Blind with tears, she stumbled backwards and turned away, racing across the green and up the lane to Hazel Cottage.
She ran towards the cottage and through the gate, praying that Noah wouldn’t follow her.
She slowed her pace as she reached the back garden, collapsing onto one of the chairs.
Feeling her breath coming in shorter and sharper bursts, she leant forward and lowered her head between her legs.
‘Breathe, just breathe: in with light, out with heaviness. Receive… release, that’s it darling.
’ Her mother’s voice echoed in her ears.
She focused on the memory, on her mother’s soothing presence.
It was okay, she told herself. She was okay. Whatever was happening, she would find a way through it. She had already come so far.
As the shock of the last minutes began to settle, her vision cleared.
Gradually, her breathing began to return to normal.
‘Helena?’ Nathalie called out across the garden.
‘I’m back here,’ she said.
‘I gave that piece of shit a massive bollocking!’ Nathalie exclaimed. ‘The bloody audacity of the man, turning up here like that. To make matters worse I think he’s actually serious, you know? About Lavender Cottage. I think he really has moved back into the village.’
Helena groaned. She rocked back and forth on her chair, her head in her hands. ‘I can’t believe it. I have never been so shocked to see anyone in my entire life.
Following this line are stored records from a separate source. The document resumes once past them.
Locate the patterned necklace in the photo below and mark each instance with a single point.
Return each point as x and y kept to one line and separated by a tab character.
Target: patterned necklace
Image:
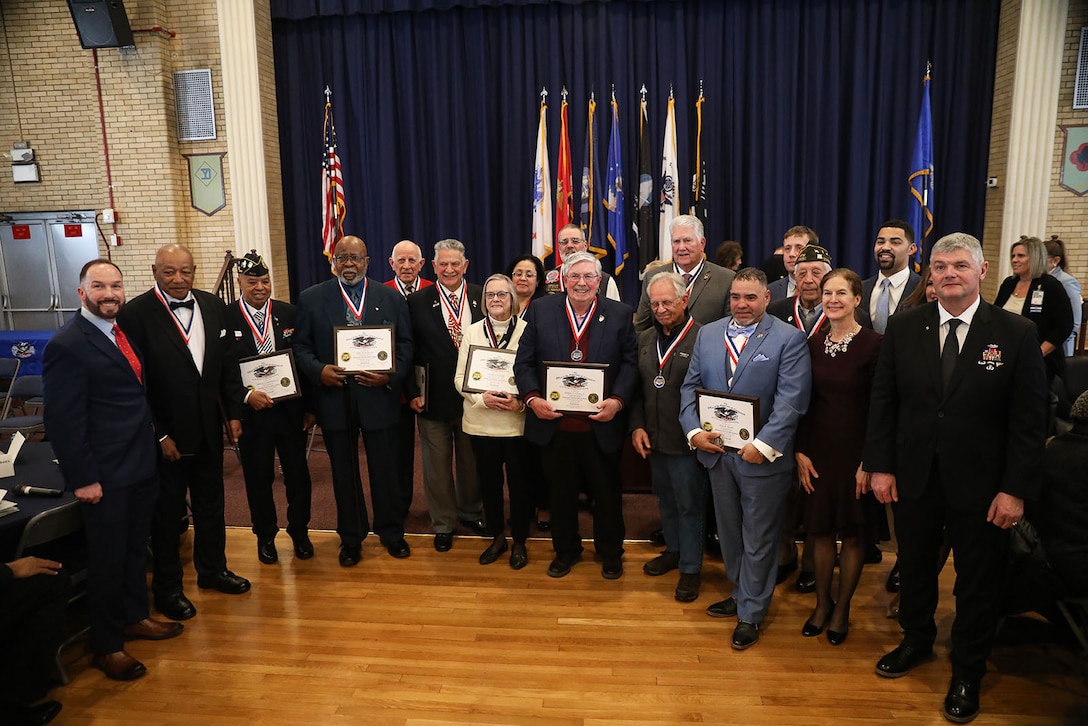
833	348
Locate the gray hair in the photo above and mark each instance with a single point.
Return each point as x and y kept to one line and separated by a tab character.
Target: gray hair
498	277
950	243
581	257
670	278
687	220
448	244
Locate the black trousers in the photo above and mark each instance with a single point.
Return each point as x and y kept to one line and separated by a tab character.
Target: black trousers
492	453
116	529
263	433
571	458
201	476
353	525
32	616
979	550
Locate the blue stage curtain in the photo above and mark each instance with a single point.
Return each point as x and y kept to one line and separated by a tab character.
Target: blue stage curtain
810	115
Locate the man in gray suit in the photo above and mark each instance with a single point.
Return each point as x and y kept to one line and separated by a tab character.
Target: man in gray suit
756	355
893	248
707	283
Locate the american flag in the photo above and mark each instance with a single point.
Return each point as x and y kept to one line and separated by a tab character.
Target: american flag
332	186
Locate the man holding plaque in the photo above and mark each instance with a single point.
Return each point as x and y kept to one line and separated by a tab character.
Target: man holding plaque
576	368
750	364
679	480
347	403
261	327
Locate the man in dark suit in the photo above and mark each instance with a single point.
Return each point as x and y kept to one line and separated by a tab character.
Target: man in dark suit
407	262
955	441
439	316
895	280
707	284
756	355
349	403
794	240
583	328
262	325
99	422
192	369
679	480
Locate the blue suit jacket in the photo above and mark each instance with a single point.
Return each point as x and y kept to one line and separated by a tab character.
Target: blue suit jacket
612	341
97	416
774	367
320	309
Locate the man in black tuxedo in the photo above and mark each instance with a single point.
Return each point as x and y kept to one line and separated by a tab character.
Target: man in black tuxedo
955	441
192	368
99	422
261	325
439	316
349	403
583	328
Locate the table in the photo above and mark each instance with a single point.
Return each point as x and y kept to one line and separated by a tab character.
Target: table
36	468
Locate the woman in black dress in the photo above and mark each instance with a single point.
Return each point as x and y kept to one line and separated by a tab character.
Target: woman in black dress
829	452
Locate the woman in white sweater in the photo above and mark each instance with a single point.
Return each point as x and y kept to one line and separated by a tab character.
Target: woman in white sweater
495	419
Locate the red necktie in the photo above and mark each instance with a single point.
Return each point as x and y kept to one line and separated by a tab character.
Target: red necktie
126	351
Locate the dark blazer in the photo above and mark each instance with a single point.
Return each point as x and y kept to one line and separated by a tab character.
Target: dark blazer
783	310
869	284
97	416
985	433
185	403
435	349
612	342
657	410
283	330
1053	318
707	302
320	309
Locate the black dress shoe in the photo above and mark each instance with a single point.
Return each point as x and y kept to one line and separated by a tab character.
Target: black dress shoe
37	715
226	582
613	568
493	552
304	548
903	660
560	566
350	556
398	549
725	607
961	704
476	525
891	585
176	607
745	636
266	552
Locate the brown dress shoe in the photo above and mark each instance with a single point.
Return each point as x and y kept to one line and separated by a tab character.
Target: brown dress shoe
120	666
151	629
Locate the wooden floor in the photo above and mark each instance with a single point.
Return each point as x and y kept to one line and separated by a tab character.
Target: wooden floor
439	639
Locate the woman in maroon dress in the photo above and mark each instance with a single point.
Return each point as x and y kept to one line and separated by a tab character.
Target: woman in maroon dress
829	452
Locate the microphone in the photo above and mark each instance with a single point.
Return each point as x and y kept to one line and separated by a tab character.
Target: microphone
38	491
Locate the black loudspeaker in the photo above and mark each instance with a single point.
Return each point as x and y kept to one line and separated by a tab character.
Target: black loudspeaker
101	23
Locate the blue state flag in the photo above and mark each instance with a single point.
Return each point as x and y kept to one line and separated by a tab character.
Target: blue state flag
614	195
920	180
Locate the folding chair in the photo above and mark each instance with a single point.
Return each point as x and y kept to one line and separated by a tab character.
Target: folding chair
46	529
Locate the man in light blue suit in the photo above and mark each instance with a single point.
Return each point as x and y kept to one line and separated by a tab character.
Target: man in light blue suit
756	355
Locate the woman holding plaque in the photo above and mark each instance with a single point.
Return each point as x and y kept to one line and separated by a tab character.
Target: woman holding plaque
829	452
494	416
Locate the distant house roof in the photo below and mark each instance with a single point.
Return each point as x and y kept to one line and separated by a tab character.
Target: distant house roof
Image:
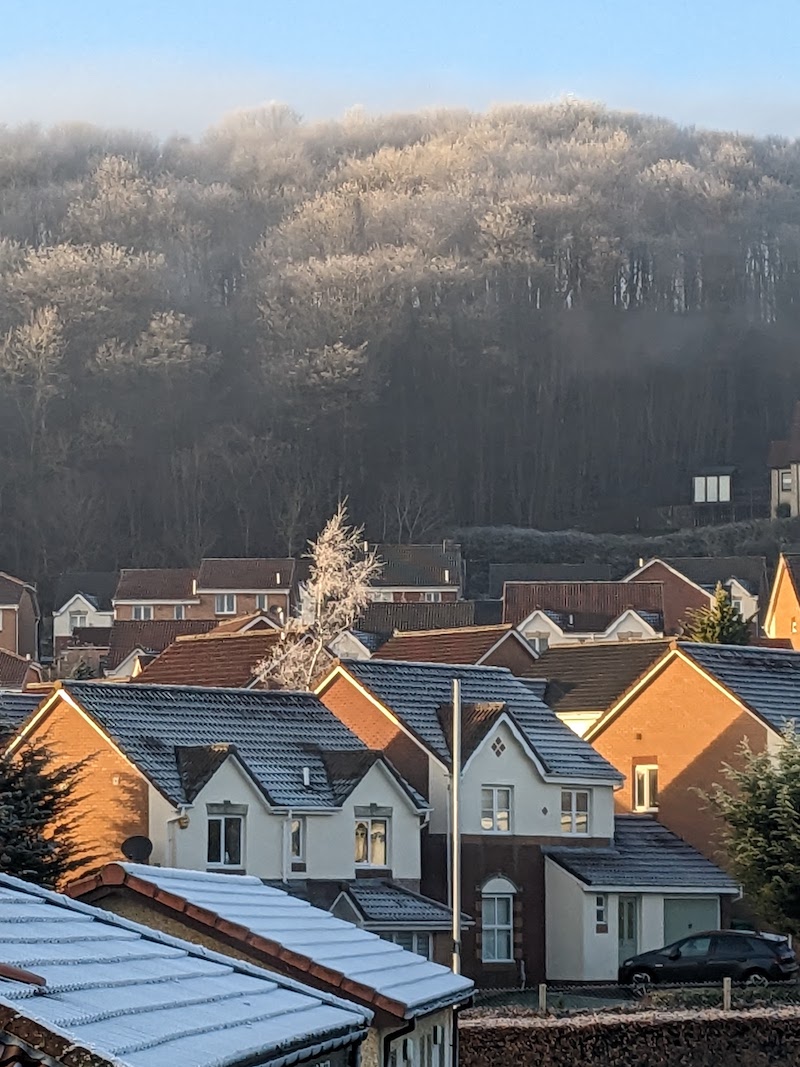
584	606
500	573
385	618
277	925
15	670
418	693
463	645
274	734
408	566
117	992
152	584
98	587
211	658
245	575
644	855
592	677
152	635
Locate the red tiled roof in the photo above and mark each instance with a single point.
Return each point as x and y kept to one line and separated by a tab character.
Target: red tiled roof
150	636
154	584
211	659
248	574
465	645
593	605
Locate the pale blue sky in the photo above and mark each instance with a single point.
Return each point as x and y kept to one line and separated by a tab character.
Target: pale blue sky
176	65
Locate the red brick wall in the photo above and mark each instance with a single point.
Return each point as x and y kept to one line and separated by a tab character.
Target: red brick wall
111	801
680	595
377	731
689	728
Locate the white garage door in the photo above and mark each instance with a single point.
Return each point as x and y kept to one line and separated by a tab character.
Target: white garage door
689	914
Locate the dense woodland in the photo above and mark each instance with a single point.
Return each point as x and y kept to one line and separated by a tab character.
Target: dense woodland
521	317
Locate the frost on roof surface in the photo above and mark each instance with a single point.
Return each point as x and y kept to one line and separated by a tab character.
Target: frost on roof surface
141	999
417	691
410	980
268	730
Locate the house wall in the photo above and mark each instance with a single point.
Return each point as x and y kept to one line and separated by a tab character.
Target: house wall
689	728
785	618
111	800
680	594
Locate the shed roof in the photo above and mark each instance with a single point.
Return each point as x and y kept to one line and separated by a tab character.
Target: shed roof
122	993
416	694
644	855
355	961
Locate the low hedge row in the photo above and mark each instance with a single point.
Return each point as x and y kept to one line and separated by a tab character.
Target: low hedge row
755	1038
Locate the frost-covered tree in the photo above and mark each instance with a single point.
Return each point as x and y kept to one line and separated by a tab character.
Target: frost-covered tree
336	593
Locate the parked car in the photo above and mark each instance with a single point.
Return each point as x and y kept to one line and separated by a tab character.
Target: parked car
744	956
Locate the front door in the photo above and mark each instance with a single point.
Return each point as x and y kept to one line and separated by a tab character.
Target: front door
628	926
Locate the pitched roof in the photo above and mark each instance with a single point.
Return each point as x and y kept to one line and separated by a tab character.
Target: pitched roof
416	694
285	927
153	635
463	645
644	855
12	589
385	618
500	573
212	658
766	680
122	993
274	734
96	586
248	574
592	606
153	584
592	677
418	564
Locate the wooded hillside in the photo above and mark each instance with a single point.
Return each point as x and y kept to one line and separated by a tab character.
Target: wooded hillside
456	319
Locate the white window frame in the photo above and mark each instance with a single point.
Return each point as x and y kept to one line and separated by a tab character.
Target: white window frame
495	928
643	776
496	809
225	604
572	817
222	862
369	821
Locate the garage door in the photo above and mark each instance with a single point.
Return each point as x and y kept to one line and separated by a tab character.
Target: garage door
689	914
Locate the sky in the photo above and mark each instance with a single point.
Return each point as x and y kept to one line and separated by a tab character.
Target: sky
177	66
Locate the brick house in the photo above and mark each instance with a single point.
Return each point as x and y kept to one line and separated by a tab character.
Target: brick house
686	716
19	617
574	612
501	646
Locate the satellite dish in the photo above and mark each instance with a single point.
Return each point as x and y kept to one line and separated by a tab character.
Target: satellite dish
137	849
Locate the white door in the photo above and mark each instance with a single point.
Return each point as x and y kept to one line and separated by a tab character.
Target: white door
628	926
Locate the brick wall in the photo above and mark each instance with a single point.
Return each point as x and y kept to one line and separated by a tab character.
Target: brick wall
689	728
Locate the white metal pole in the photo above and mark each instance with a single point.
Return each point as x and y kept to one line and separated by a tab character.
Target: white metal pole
456	826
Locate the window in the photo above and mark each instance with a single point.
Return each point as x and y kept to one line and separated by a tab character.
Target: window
412	941
371	842
497	928
297	839
225	604
645	787
496	809
574	811
225	840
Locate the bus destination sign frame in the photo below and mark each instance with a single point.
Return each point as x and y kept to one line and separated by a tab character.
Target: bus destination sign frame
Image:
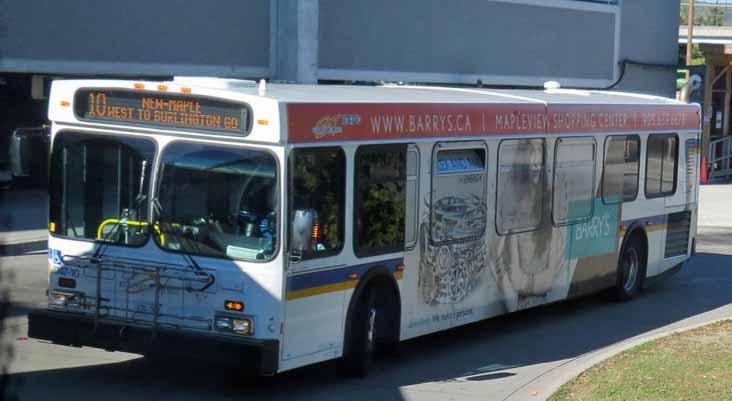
163	110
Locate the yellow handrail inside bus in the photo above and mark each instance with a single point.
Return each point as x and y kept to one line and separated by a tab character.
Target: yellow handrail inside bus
133	223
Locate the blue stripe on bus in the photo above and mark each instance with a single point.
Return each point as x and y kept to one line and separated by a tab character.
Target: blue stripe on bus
337	275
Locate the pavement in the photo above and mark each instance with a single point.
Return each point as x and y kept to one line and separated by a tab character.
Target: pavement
522	356
23	220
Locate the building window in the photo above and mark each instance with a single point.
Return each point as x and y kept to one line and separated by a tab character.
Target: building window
620	172
380	204
458	195
520	185
574	180
661	165
318	183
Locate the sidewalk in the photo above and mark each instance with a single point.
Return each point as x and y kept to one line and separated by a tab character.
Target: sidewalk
23	219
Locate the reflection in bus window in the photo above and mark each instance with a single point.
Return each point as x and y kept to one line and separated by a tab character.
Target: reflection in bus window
217	201
574	180
97	182
620	173
520	185
319	183
380	199
458	195
661	158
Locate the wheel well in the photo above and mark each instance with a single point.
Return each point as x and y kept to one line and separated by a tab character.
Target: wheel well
638	234
388	302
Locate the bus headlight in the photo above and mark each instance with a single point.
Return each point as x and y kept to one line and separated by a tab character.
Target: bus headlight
234	325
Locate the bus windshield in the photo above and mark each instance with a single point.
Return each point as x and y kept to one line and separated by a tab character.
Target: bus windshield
98	187
217	201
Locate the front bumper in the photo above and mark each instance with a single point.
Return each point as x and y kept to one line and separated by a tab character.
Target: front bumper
79	330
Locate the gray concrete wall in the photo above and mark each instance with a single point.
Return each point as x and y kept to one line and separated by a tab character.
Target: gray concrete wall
649	34
496	41
501	42
136	37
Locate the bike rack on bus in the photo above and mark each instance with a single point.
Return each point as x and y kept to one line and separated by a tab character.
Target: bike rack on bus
142	275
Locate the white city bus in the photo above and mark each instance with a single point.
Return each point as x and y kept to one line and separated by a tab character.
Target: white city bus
275	226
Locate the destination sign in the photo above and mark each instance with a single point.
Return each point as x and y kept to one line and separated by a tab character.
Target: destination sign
161	110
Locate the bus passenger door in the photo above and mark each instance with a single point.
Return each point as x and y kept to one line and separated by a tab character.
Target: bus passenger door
316	271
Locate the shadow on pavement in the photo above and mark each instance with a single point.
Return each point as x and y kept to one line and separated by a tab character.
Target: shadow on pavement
488	351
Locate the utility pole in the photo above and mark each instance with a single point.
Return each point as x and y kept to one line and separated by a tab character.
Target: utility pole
689	38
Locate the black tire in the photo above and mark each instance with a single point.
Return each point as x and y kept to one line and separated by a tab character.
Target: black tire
631	270
361	337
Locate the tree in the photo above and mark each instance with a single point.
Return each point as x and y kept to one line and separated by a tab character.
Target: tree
706	16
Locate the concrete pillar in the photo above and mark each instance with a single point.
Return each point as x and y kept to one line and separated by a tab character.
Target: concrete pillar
297	41
708	111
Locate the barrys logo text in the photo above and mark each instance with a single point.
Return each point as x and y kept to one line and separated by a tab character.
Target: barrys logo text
334	124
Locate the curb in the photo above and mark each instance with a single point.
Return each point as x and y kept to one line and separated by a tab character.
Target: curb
542	387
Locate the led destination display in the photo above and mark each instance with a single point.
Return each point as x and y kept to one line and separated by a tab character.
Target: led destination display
161	110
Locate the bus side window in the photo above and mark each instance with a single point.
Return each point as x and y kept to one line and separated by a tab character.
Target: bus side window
574	180
318	183
458	195
410	235
380	199
520	185
620	172
661	162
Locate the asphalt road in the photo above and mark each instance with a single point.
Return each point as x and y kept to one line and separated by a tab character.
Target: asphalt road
492	360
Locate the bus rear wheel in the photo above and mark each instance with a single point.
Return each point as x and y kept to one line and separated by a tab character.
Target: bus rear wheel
631	269
361	337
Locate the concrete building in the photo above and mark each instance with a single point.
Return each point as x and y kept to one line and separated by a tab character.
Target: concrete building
620	44
715	42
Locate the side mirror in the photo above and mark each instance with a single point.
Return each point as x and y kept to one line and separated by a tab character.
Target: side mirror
301	234
29	149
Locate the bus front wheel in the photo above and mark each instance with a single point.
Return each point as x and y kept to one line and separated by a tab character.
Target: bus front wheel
631	270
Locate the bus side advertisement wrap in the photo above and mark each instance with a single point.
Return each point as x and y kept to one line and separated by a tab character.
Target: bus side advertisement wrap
158	110
313	122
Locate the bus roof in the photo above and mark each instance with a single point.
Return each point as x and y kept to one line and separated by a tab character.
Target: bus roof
331	113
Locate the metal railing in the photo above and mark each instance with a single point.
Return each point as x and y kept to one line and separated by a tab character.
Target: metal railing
720	159
145	282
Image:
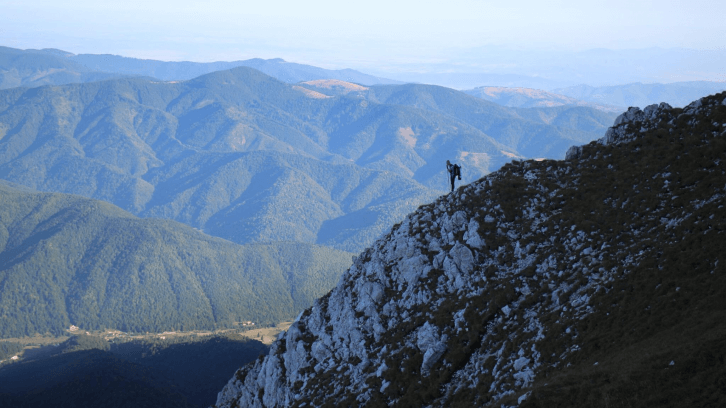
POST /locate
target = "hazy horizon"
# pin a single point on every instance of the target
(550, 41)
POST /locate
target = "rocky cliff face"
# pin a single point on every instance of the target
(537, 276)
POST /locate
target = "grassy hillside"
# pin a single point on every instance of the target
(69, 260)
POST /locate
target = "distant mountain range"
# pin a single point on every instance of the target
(532, 98)
(677, 94)
(594, 281)
(32, 68)
(248, 158)
(68, 260)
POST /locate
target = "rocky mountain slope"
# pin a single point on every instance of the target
(594, 281)
(245, 157)
(68, 260)
(678, 94)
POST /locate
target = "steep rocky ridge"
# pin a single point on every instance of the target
(594, 281)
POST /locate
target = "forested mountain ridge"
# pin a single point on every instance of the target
(594, 281)
(245, 157)
(68, 260)
(532, 98)
(31, 68)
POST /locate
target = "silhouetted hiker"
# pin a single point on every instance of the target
(454, 171)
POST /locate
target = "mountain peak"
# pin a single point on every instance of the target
(601, 266)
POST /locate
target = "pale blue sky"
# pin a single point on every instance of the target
(335, 34)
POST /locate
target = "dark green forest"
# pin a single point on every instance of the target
(67, 260)
(86, 371)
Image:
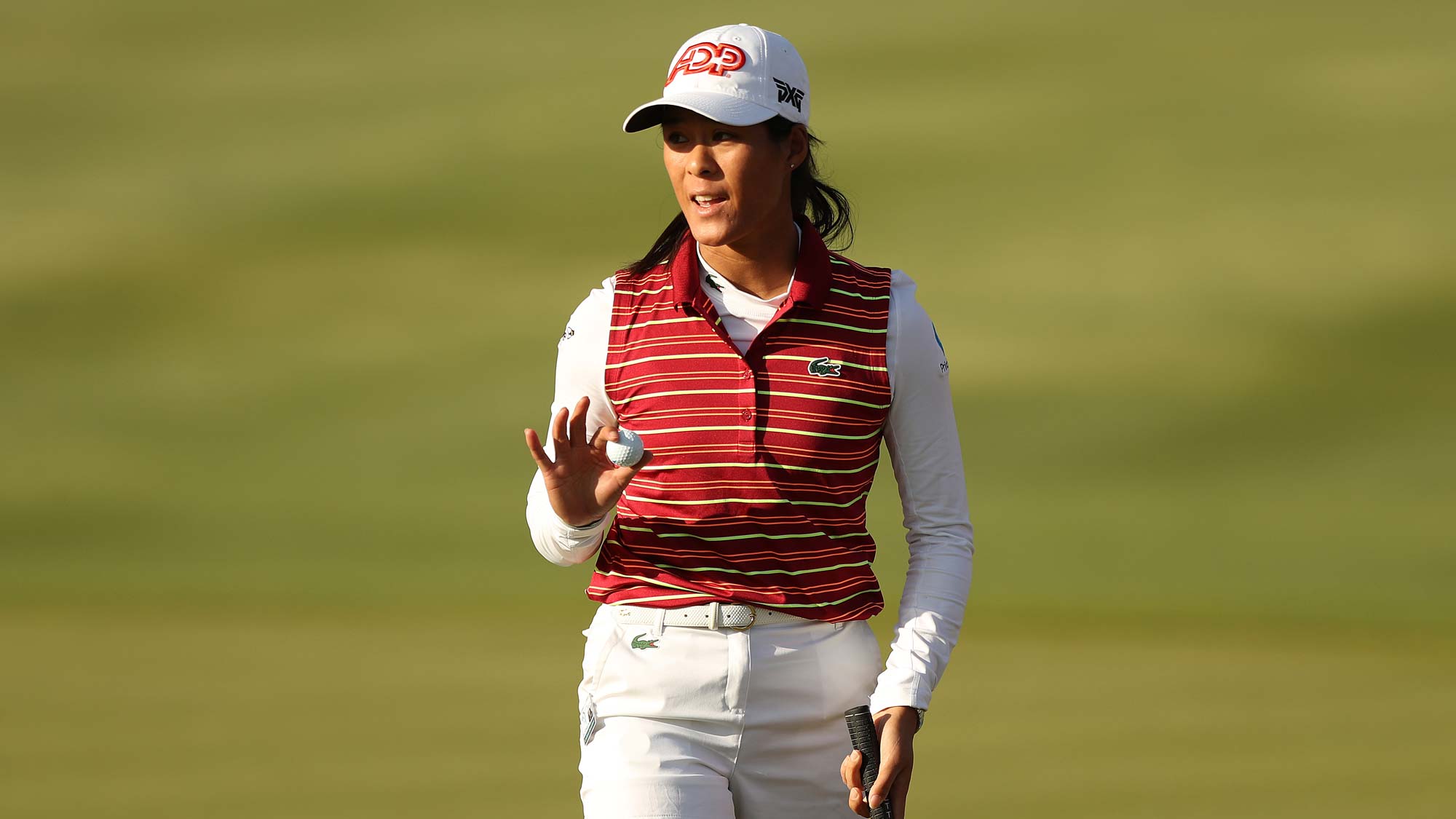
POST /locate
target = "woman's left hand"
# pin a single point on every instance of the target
(896, 727)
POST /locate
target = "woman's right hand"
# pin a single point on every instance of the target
(583, 484)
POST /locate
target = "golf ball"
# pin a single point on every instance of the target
(627, 449)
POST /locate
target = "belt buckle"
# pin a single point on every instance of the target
(753, 618)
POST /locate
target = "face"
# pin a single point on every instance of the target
(729, 180)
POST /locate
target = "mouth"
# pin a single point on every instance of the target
(705, 203)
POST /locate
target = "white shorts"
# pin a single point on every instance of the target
(698, 723)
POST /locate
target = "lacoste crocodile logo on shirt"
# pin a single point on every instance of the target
(825, 368)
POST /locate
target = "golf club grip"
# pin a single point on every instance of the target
(863, 735)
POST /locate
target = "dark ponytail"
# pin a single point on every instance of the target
(828, 207)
The last person on earth I thought would turn up here. And today, of all days…’ She shook her head.
‘He’s got some nerve!’ Nathalie said. Her eyebrows were hovering near her dark roots. Her pink lips snarled in disgust.
‘It’s the arrogance. Saying that he wants me back. Like I’m going to come running. As if nothing he did to me matters, as if nothing ever happened. As if nearly a whole year hasn’t gone by.’
‘How did you feel about seeing Raf?’ Nathalie asked. She knew better than anyone how much Helena missed him.
‘Incredible. Heart-breaking at the same time. He has got so big. I can’t believe he’s right here, in the village. All I want to do is see him, to spend time with him. But I can’t see Noah… Oh god. What am I supposed to do?’